Setting
In the context of the global pandemic of SARS-CoV-2, we have set up clinical screening for SARS-CoV-2 infection when patients arrive at the dialysis center of the Hôpital de la Conception, Assistance Publique – Hôpitaux de Marseille (APHM). We prospectively collected data from patients identified as suspects during this screening between March 12th and April 24th 2020. The suspected cases were all tested for the SARS-CoV-2 virus by nasopharyngeal real-time RT-PCR to determine whether they were COVID positive or negative. Presence of one of the following symptoms at arrival in the dialysis unit suggested SARS-CoV-2 infection: fever, cough, dyspnea, rhinorrhea, headache, asthenia, anosmia, ageusia, diarrhea, nausea and/or vomiting, myalgia, confusion. The data included in this study was anonymized, approved according to General Data Protection Regulation and registered at the Health Data Portal and Data Protection Commission of APHM under the references PADS-20-154 and 2020-58. The patients were provided with oral information about this study.
Participants
The inclusion criteria in the study were: nasopharyngeal real-time RT-PCR assay for SARS-CoV-2 infection and complete blood count (CBC) on the same day. The exclusions criteria were: age < 18 years, patients under corticosteroid treatment, chemotherapy within the last 3 months, recent acute stress (severe trauma, major surgery, epileptic seizure, myocardial infarction in the previous month) and active hematological disease. Patients who did not have a CBC on the previous routine monthly workup or whose initial nasopharyngeal real-time RT-PCR had not been analyzed at the APHM laboratory were excluded. The COVID-19 patients have reported in another accepted publication (under proof review, CKJ-00488-2020.R1)
Data source/measurement
Epidemiological and clinical data
From electronic medical records we collected the following data: demographic, clinical, laboratory results, nucleic acid test results. Baseline patient characteristics were collected from electronic medical records: age, gender, body mass index (BMI), comorbidities (initial nephropathy, vascular access, history of immunosuppression or kidney transplantation, heart failure, coronaropathy, peripheral artery disease, arrhythmia, chronic respiratory disease, diabetes, cancers, hypertension and smoking) and their significant treatments such as angiotensin-converting enzyme inhibitors (ACEI), angiotensin receptor blockers (ARB), vitamin K antagonist, calcium channel blockers, beta blockers, aspirin, clopidogrel, statins, non-steroidal anti-inflammatory drugs (NSAIDs), iron supplementation and erythropoietin in dialysis.
Laboratory procedures
Methods for laboratory confirmation of SARS-CoV-2 infection: one virology laboratory was responsible for SARS-CoV-2 detection in respiratory specimens using real-time RT-PCR methods. Throat-swab specimens were obtained for SARS-CoV-2 RT-PCR in the dialysis unit. The system targeted the envelope protein (E)-encoding gene, as described previously (9). RT-PCR was considered negative over a 34-cycle threshold (CT) value.

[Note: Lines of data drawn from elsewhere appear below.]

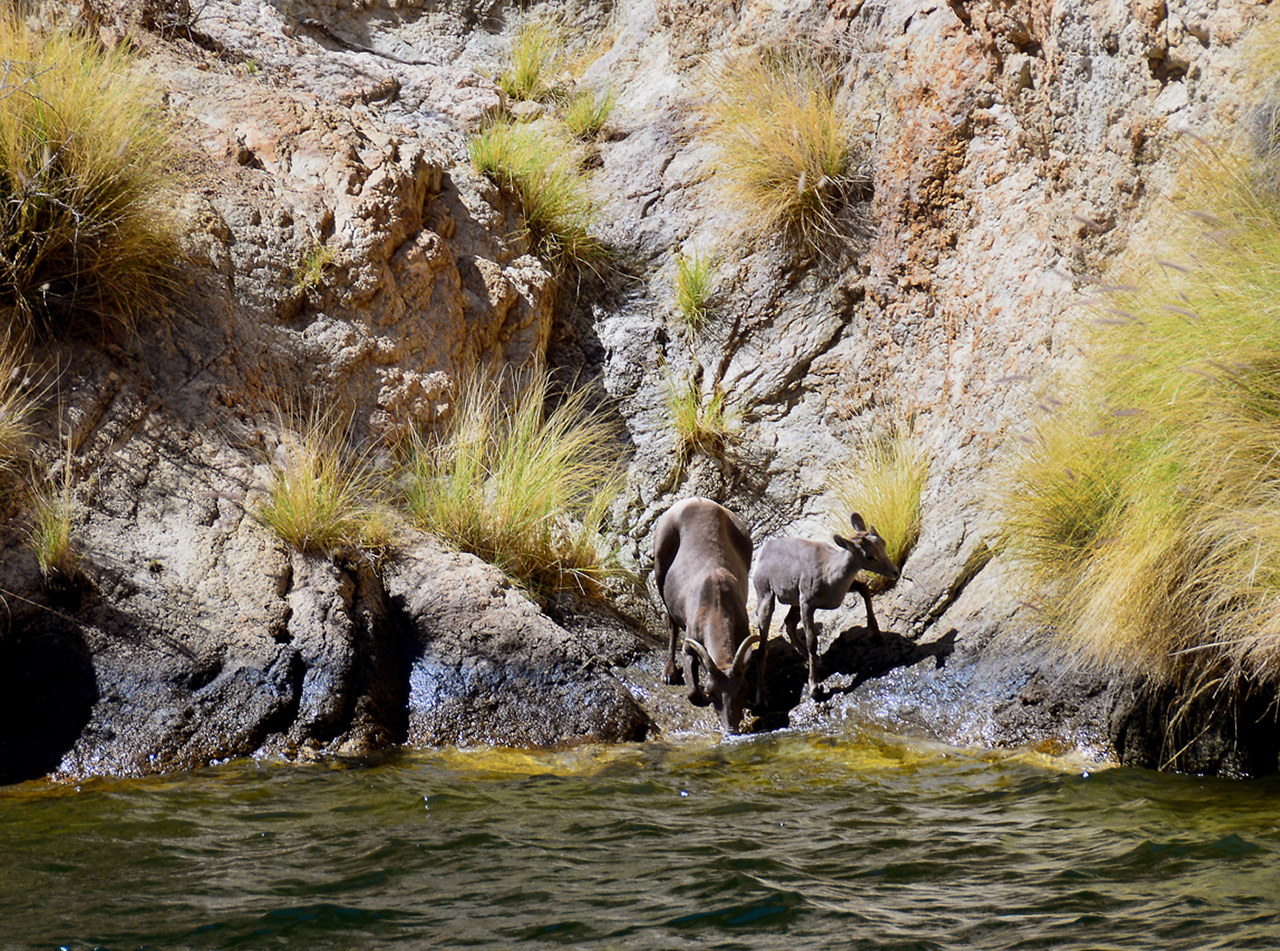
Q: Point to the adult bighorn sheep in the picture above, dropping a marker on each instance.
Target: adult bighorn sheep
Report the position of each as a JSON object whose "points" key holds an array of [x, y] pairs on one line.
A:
{"points": [[702, 556], [810, 575]]}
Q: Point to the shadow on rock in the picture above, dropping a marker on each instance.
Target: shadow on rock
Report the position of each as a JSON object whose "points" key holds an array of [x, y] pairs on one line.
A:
{"points": [[855, 657], [865, 655], [48, 691]]}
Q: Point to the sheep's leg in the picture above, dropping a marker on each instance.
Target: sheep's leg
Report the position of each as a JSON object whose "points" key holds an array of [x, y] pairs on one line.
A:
{"points": [[671, 673], [872, 625], [763, 620], [694, 691], [792, 620], [810, 636]]}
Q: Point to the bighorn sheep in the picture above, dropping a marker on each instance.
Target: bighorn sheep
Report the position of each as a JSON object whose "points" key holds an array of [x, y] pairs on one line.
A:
{"points": [[702, 559], [810, 575]]}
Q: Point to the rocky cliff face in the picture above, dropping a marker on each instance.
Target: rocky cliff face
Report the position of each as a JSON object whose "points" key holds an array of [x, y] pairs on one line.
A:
{"points": [[1014, 152]]}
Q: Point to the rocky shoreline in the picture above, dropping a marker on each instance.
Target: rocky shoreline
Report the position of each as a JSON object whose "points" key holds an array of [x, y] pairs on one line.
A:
{"points": [[191, 634]]}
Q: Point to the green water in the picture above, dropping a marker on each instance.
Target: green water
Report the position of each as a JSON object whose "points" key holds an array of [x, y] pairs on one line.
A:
{"points": [[780, 841]]}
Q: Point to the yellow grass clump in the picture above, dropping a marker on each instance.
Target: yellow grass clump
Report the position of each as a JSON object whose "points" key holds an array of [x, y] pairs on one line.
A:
{"points": [[53, 513], [17, 406], [787, 150], [695, 282], [1146, 512], [323, 495], [521, 485], [883, 481], [87, 236], [535, 53], [539, 168]]}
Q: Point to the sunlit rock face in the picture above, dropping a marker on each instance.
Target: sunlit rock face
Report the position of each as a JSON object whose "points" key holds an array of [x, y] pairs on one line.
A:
{"points": [[1011, 155]]}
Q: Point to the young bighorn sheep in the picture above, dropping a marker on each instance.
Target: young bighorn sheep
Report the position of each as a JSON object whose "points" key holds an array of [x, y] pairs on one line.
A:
{"points": [[810, 575], [702, 559]]}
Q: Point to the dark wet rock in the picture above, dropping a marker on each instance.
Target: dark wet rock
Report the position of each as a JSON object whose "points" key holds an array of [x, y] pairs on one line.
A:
{"points": [[487, 666]]}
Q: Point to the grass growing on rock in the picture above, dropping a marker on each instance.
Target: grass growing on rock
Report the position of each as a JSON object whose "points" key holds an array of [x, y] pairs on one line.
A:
{"points": [[695, 282], [702, 424], [17, 407], [323, 495], [787, 151], [1147, 511], [883, 481], [53, 510], [535, 53], [586, 113], [87, 238], [520, 485], [540, 169]]}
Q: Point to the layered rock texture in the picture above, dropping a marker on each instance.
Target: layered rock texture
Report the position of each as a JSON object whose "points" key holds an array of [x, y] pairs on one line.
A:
{"points": [[1014, 152]]}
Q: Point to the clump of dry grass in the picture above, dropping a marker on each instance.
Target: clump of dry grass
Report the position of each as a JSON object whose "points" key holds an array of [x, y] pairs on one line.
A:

Routine blood examinations were CBC by an automated cell counter and serum biochemical tests (electrolyte, albuminemia, C-reactive protein [CRP]). We collected the routine monthly blood test monitoring (CBC, electrolyte, albuminemia, CRP) (results from March) for hemodialysis patients.
Statistical analysis
Continuous and categorical variables were presented as median (interquartile range [IQR]) and n (%), respectively. Sensitivity and specificity, as well as positive and negative predictive values, were calculated.
We used the Mann-Whitney U test, χ² test, or Fisher’s exact test to compare differences between negative and positive COVID-19 where appropriate. All tests were two-tailed.
Unconditional logistic regression analysis was used to determine whether each variable was an independent factor in COVID-19 diagnosis. Covariates for the multivariate logistic regression analysis were selected based on a p-value<0.05 in a univariate analysis. Variables were considered significant if p<0.05, and the results are presented as odds ratio with 95% confidence intervals (CIs). Diagnostic accuracy for COVID-19 was assessed using the receiver operating characteristic area under curve (ROC AUC). Cut-off values showing the greatest accuracy were determined using sensitivity/specificity. All statistical analysis were performed using Graphpad PRISM® software.